Both Kodak and EskoArtwork agree that there's still room to improve CTP production and reproduction. At Graph Expo last fall, Kodak was showing its newest CTP device, the Trendsetter NX Imager. This system exposes a Flexcel NX Thermal Imaging layer, which is then laminated to a plate for exposure and processing. The company says the result is a digital flexo plate that "eliminates drop off of highlights and provides exceptional printing results."
Stalam explains that Kodak uses their SquareSpot technology to achieve high quality. "These plates will hold to a spot size of 10 microns," says Stalam. "After the lamination process, the plate looks, feels, and smells like any other flexo plate. The investment in the NX Imager and Laminator is no more than 10% higher than traditional systems, and we're working hard on that as well. Like our ThermoFlex line, it will be available in a variety of sizes. "
According to Hole, EskoArtwork will be showing a number of advances in automation in both software and hardware at the drupa tradeshow in Düsseldorf, Germany, this spring. "We want to make it as easy as possible to make a plate or a sleeve," Hole says. "At drupa we'll be showing a CDI that will simultaneously image and expose the plate, outputting it ready for processing. This eliminates the exposure step in the workflow."
Most CTP units for digital flexo plates are laser imagers that take plates that consist of a photopolymer layer topped by a masking layer.

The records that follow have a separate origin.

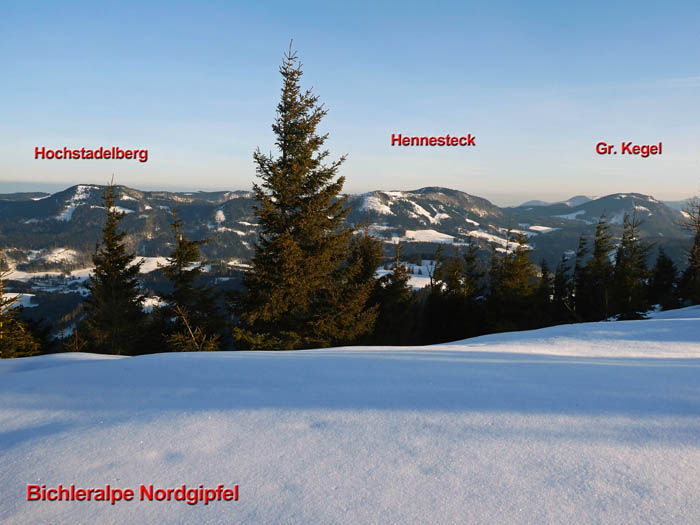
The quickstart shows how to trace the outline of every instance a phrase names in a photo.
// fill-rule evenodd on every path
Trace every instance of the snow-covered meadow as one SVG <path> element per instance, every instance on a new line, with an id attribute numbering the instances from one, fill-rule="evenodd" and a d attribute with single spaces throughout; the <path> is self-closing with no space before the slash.
<path id="1" fill-rule="evenodd" d="M 700 308 L 453 344 L 0 362 L 11 523 L 698 523 Z M 28 502 L 27 484 L 239 485 Z"/>

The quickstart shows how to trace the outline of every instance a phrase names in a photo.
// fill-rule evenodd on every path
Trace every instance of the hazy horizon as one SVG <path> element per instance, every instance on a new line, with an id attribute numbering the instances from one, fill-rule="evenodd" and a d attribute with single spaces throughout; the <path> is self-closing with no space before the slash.
<path id="1" fill-rule="evenodd" d="M 85 181 L 79 181 L 71 184 L 57 184 L 57 183 L 42 183 L 42 182 L 3 182 L 0 181 L 0 194 L 8 194 L 8 193 L 30 193 L 30 192 L 43 192 L 43 193 L 49 193 L 49 194 L 54 194 L 58 193 L 60 191 L 63 191 L 67 188 L 70 188 L 71 186 L 79 185 L 79 184 L 95 184 L 95 185 L 101 185 L 104 186 L 108 184 L 109 181 L 106 180 L 104 182 L 85 182 Z M 118 186 L 127 186 L 135 190 L 140 190 L 140 191 L 171 191 L 171 192 L 192 192 L 196 193 L 199 191 L 202 192 L 215 192 L 215 191 L 249 191 L 252 188 L 226 188 L 226 187 L 221 187 L 221 188 L 195 188 L 195 187 L 188 187 L 188 186 L 172 186 L 172 187 L 162 187 L 162 186 L 149 186 L 149 185 L 139 185 L 139 184 L 122 184 L 121 182 L 115 180 L 114 183 Z M 431 185 L 434 186 L 434 185 Z M 418 190 L 420 188 L 427 187 L 425 186 L 416 186 L 412 188 L 374 188 L 373 190 L 368 190 L 368 191 L 411 191 L 411 190 Z M 446 186 L 442 186 L 446 187 Z M 577 197 L 581 195 L 585 195 L 586 197 L 592 198 L 592 199 L 597 199 L 600 197 L 605 197 L 606 195 L 611 195 L 614 193 L 642 193 L 639 191 L 635 191 L 633 189 L 630 189 L 629 191 L 626 192 L 611 192 L 611 193 L 604 193 L 600 195 L 591 195 L 591 194 L 584 194 L 584 193 L 572 193 L 570 195 L 567 195 L 563 198 L 552 198 L 552 199 L 543 199 L 543 198 L 535 198 L 535 199 L 515 199 L 513 201 L 507 201 L 507 200 L 499 200 L 498 198 L 491 198 L 489 195 L 481 195 L 481 194 L 476 194 L 473 192 L 469 192 L 466 190 L 460 190 L 459 188 L 448 188 L 448 189 L 455 189 L 459 191 L 464 191 L 464 193 L 469 193 L 470 195 L 473 195 L 475 197 L 481 197 L 484 198 L 491 203 L 495 204 L 496 206 L 500 207 L 509 207 L 509 206 L 518 206 L 521 204 L 524 204 L 528 201 L 532 200 L 540 200 L 540 201 L 545 201 L 549 203 L 556 203 L 556 202 L 563 202 L 568 199 L 571 199 L 572 197 Z M 348 193 L 350 195 L 357 195 L 361 193 L 367 193 L 367 192 L 349 192 L 345 191 L 344 193 Z M 678 199 L 663 199 L 659 198 L 656 195 L 651 195 L 652 197 L 656 198 L 657 200 L 664 201 L 664 202 L 678 202 L 678 201 L 684 201 L 684 200 L 689 200 L 692 198 L 695 198 L 698 196 L 698 194 L 694 195 L 686 195 L 685 197 L 681 197 Z"/>

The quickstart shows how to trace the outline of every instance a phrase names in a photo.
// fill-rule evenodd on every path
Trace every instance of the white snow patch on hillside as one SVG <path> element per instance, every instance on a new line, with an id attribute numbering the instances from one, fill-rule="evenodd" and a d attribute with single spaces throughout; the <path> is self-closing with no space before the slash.
<path id="1" fill-rule="evenodd" d="M 24 272 L 22 270 L 11 270 L 4 278 L 12 281 L 31 281 L 68 276 L 71 279 L 85 280 L 92 274 L 92 270 L 92 268 L 80 268 L 70 272 Z"/>
<path id="2" fill-rule="evenodd" d="M 470 231 L 468 233 L 470 237 L 477 237 L 479 239 L 486 239 L 489 242 L 493 242 L 495 244 L 499 244 L 503 247 L 508 245 L 508 240 L 504 239 L 503 237 L 499 237 L 498 235 L 493 235 L 492 233 L 486 233 L 485 231 L 482 230 L 474 230 Z"/>
<path id="3" fill-rule="evenodd" d="M 362 207 L 360 209 L 374 211 L 381 215 L 394 215 L 391 208 L 384 204 L 375 195 L 365 195 L 364 199 L 362 200 Z"/>
<path id="4" fill-rule="evenodd" d="M 73 212 L 75 211 L 75 209 L 77 207 L 78 207 L 77 204 L 69 204 L 68 206 L 66 206 L 63 209 L 63 211 L 61 213 L 56 215 L 56 217 L 54 217 L 54 219 L 56 219 L 57 221 L 61 221 L 61 222 L 68 222 L 69 220 L 71 220 L 73 218 Z"/>
<path id="5" fill-rule="evenodd" d="M 90 192 L 92 190 L 98 190 L 98 189 L 99 189 L 99 187 L 97 187 L 97 186 L 80 184 L 75 189 L 75 194 L 73 195 L 72 200 L 79 201 L 79 200 L 87 199 L 90 196 Z"/>
<path id="6" fill-rule="evenodd" d="M 70 248 L 54 248 L 40 258 L 46 262 L 61 263 L 74 261 L 76 257 L 78 257 L 78 252 L 75 250 L 71 250 Z"/>
<path id="7" fill-rule="evenodd" d="M 550 233 L 557 231 L 559 228 L 551 228 L 549 226 L 529 226 L 528 230 L 532 230 L 537 233 Z"/>
<path id="8" fill-rule="evenodd" d="M 468 218 L 466 218 L 466 217 L 464 218 L 464 220 L 465 220 L 466 222 L 468 222 L 469 224 L 473 224 L 474 226 L 479 226 L 479 223 L 476 222 L 476 221 L 473 221 L 473 220 L 468 219 Z"/>
<path id="9" fill-rule="evenodd" d="M 424 259 L 421 264 L 405 263 L 404 266 L 406 266 L 408 271 L 408 284 L 411 288 L 420 290 L 430 284 L 430 274 L 435 270 L 435 261 Z M 383 267 L 380 267 L 375 277 L 380 278 L 391 272 L 391 269 L 385 270 Z"/>
<path id="10" fill-rule="evenodd" d="M 418 216 L 423 216 L 426 219 L 428 219 L 428 222 L 431 224 L 440 224 L 441 219 L 449 219 L 450 216 L 447 215 L 446 213 L 438 213 L 435 217 L 433 217 L 428 210 L 423 208 L 421 205 L 416 204 L 415 202 L 411 202 L 411 205 L 413 206 L 413 209 L 415 210 L 415 213 Z"/>
<path id="11" fill-rule="evenodd" d="M 469 211 L 475 213 L 479 217 L 488 217 L 490 215 L 489 212 L 487 212 L 486 210 L 482 210 L 481 208 L 472 208 Z"/>
<path id="12" fill-rule="evenodd" d="M 24 224 L 34 224 L 36 222 L 39 222 L 39 220 L 40 219 L 37 218 L 27 219 L 26 221 L 24 221 Z"/>
<path id="13" fill-rule="evenodd" d="M 408 242 L 444 242 L 452 243 L 455 238 L 435 230 L 406 230 L 403 240 Z"/>
<path id="14" fill-rule="evenodd" d="M 161 299 L 160 297 L 154 296 L 154 297 L 146 297 L 143 300 L 143 311 L 144 312 L 152 312 L 154 308 L 158 308 L 159 306 L 163 306 L 165 304 L 165 301 Z"/>
<path id="15" fill-rule="evenodd" d="M 143 261 L 139 273 L 150 273 L 168 264 L 167 257 L 137 257 L 135 262 L 138 261 Z"/>
<path id="16" fill-rule="evenodd" d="M 646 208 L 644 206 L 640 206 L 639 204 L 635 204 L 634 209 L 637 211 L 645 211 L 645 212 L 647 212 L 647 215 L 652 215 L 651 210 L 649 208 Z"/>
<path id="17" fill-rule="evenodd" d="M 117 211 L 117 212 L 126 213 L 126 214 L 134 213 L 134 210 L 131 210 L 131 209 L 129 209 L 129 208 L 123 208 L 122 206 L 112 206 L 112 207 L 109 209 L 109 211 L 111 211 L 111 212 Z"/>
<path id="18" fill-rule="evenodd" d="M 679 318 L 432 347 L 1 360 L 0 519 L 696 523 L 698 333 Z M 29 483 L 240 497 L 28 502 Z"/>
<path id="19" fill-rule="evenodd" d="M 119 197 L 119 200 L 120 201 L 138 201 L 138 199 L 135 199 L 134 197 L 127 195 L 126 193 L 122 194 Z"/>
<path id="20" fill-rule="evenodd" d="M 22 270 L 10 270 L 4 278 L 10 281 L 29 281 L 31 279 L 58 277 L 59 275 L 65 274 L 63 272 L 25 272 Z"/>
<path id="21" fill-rule="evenodd" d="M 226 215 L 224 215 L 224 212 L 222 210 L 216 210 L 216 213 L 214 214 L 214 221 L 224 222 L 225 220 L 226 220 Z"/>
<path id="22" fill-rule="evenodd" d="M 35 297 L 31 293 L 15 293 L 15 292 L 4 292 L 2 294 L 3 299 L 15 299 L 17 300 L 12 304 L 12 308 L 23 307 L 23 308 L 34 308 L 39 306 L 36 303 L 32 303 L 32 297 Z"/>
<path id="23" fill-rule="evenodd" d="M 54 219 L 57 221 L 62 221 L 62 222 L 68 222 L 73 218 L 73 212 L 75 209 L 81 205 L 84 204 L 79 201 L 83 201 L 87 199 L 90 196 L 90 191 L 98 189 L 97 186 L 86 186 L 86 185 L 80 185 L 75 189 L 75 193 L 73 196 L 68 200 L 68 203 L 66 207 L 63 209 L 63 211 L 58 214 Z"/>

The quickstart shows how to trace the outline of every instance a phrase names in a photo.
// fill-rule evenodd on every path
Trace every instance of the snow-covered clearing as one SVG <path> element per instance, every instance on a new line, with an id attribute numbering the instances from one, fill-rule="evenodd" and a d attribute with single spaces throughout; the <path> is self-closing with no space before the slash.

As the imaging drum in the machine rotates, the laser head creates the image on the plate by ablating (removing) portions of the masking layer to reveal corresponding areas on the photopolymer areas.
Another digital process in use is direct laser engraving, which simply put would be the opposite of laser ablation. Invented over 20-plus years ago by Stork Systems in the Netherlands to directly engrave screens for rotary screen printing, the technology continued to advance. In 1999 multi-beam laser technology was the springboard for the arrival of direct engraving systems for all relief processes—flexo, letterpress, and dry offset.
Other Flexographic Systems
While EskoArtwork dominates the flexo CTP market and Kodak has made a commitment to the packaging market, other vendors offer digital imaging systems as well. Anderson & Vreeland Inc. in Caldwell, NJ, offers a line of FlexoLasers that are designed to achieve exceptionally high-quality utilizing multi-beam Fiber Optic Laser technology. FlexoLasers are compatible with all commercial ablative masked photopolymer plate materials, whether solvent or water-wash. There is no limitation to plate thicknesses.
FlexoLasers are available with PixFlow software workflow and, more recently with OpenRIP Flexo 5.0 features from RIPit Imaging Systems in Citrus Heights, CA. It offers its SmartDie function that will automatically apply pre-assigned output specifications such as "step-and-repeats," plate distortion, and traps and bearer-bars.
A&V also distributes Stork's Helios 6010, a unique system that digitally engraves flexo, dry offset, and letterpress plates and sleeves in a single system. Stork itself offers a complete range of direct laser engraving systems.
At Graph Expo 2007, Screen (USA) featured the PlateRite FX870, which is compatible with all flexo workflows, including Screen's specially developed packaging workflow, Packstudio SE. It also is compatible with the company's Trueflow SE PDF/JDF-based workflow management system. Screen (USA) is a wholly owned subsidiary of Japan-based Dai Nippon Screen Manufacturing Co., Ltd.
The PlateRite FX870 directly exposes the black mask layer of resin plates, eliminating the need for film or other intermediate processing. The company claims superior halftone dot reproduction that ensures dependable results, even in the highlight and shadow areas.
It can be used in both flexo and letterpress printing production. Additionally, the PlateRite FX870 offers the option of imaging digital offset plates.